What's defined as a car modification?

In general, any vehicle enhancement not made at the factory is considered a modification and requires custom vehicle insurance. Common modified or custom elements include:

  • Aesthetic modifications such as chrome bumpers, special lights, custom paint jobs, and new stereo systems
  • Performance modifications including suspension enhancements, strut bars, or engine turbochargers

Since these parts or features aren't typically fully covered by a standard auto policy, you may need to add an endorsement to your auto policy or buy a custom car insurance policy. Some insurance companies won't provide insurance for modified cars if they exceed certain criteria, like if the engine's performance is seriously enhanced or if custom paint jobs or decals significantly increase the vehicle's overall value.

What modifications can lead to insurance discounts?

Modifications that boost the safety and security of the vehicle may earn you special discounts from your insurance company. But insuring new accessories on your car that enhance safety doesn't always mean lower rates. Some of these systems feature cutting-edge technology that can be pricey to repair and may actually cause your rates to go up.

Here are a few examples of modifications that may help lower your car insurance costs

  • Alarms and security systems
  • Rear and front cameras and parking sensors
  • Adaptive headlights and daytime running lamps

What are the types of insurance for modified cars?
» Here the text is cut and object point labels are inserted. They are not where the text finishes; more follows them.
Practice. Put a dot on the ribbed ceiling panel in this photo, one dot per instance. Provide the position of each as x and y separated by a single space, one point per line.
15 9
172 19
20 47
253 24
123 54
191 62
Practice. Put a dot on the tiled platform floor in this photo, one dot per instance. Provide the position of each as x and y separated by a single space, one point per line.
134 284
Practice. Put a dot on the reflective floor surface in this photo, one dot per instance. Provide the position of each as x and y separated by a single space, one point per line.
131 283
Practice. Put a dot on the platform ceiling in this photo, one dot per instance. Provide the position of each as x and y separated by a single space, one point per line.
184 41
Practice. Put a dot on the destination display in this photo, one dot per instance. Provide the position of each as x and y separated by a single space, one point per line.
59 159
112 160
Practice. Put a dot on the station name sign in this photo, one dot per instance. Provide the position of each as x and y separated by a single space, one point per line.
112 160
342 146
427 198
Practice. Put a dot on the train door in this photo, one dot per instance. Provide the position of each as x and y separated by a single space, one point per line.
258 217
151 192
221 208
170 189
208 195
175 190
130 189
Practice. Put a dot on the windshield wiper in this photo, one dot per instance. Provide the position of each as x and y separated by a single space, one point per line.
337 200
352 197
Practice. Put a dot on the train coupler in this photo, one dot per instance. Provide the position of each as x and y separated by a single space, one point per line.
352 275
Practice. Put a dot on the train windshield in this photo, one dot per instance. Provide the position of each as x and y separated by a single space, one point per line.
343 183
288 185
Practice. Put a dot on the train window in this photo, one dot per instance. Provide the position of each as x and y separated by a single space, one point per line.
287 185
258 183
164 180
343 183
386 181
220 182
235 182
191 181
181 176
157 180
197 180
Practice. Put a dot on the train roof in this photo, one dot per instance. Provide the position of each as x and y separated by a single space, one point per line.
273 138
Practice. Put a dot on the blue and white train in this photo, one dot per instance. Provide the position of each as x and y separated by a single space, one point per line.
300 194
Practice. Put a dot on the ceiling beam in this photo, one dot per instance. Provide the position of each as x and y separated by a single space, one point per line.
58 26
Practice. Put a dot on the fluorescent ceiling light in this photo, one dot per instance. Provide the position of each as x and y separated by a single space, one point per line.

To get reimbursed for the full value of your car and its modifications in the event of an accident, you'll need one of these types of custom car insurance:

  • Supplemental coverage provides additional protection in the form of an endorsement to your standard auto policy. Some companies, like Progressive, refer to this as custom parts and equipment coverage. It protects the value of aftermarket components and other custom features up to a certain limit, minus your deductible. Note that you need to have comprehensive and collision coverage in order to add this supplemental coverage to your policy.
  • Stated amount coverage will pay out the actual cash value of your vehicle (minus your deductible) or the amount you say it's worth, whichever is less, in the event of a total loss. This coverage may make sense if you have a lot of additional custom parts or equipment.
  • Classic car insurance can be purchased through a number of carriers that specialize in assessing and protecting collectible and other rare vehicles, which can include modified and custom cars.

If you're thinking of adding new parts to your car, it's essential to inform your car insurance company beforehand. If you fail to notify the company, the custom elements may not be covered, and any repairs or part replacements will be your financial responsibility.

Your insurance company will be able to explain which enhancements are included under your current policy, the impact on your rate based on the potential increase in the value of the vehicle, and whether you need to include an endorsement or purchase a separate policy.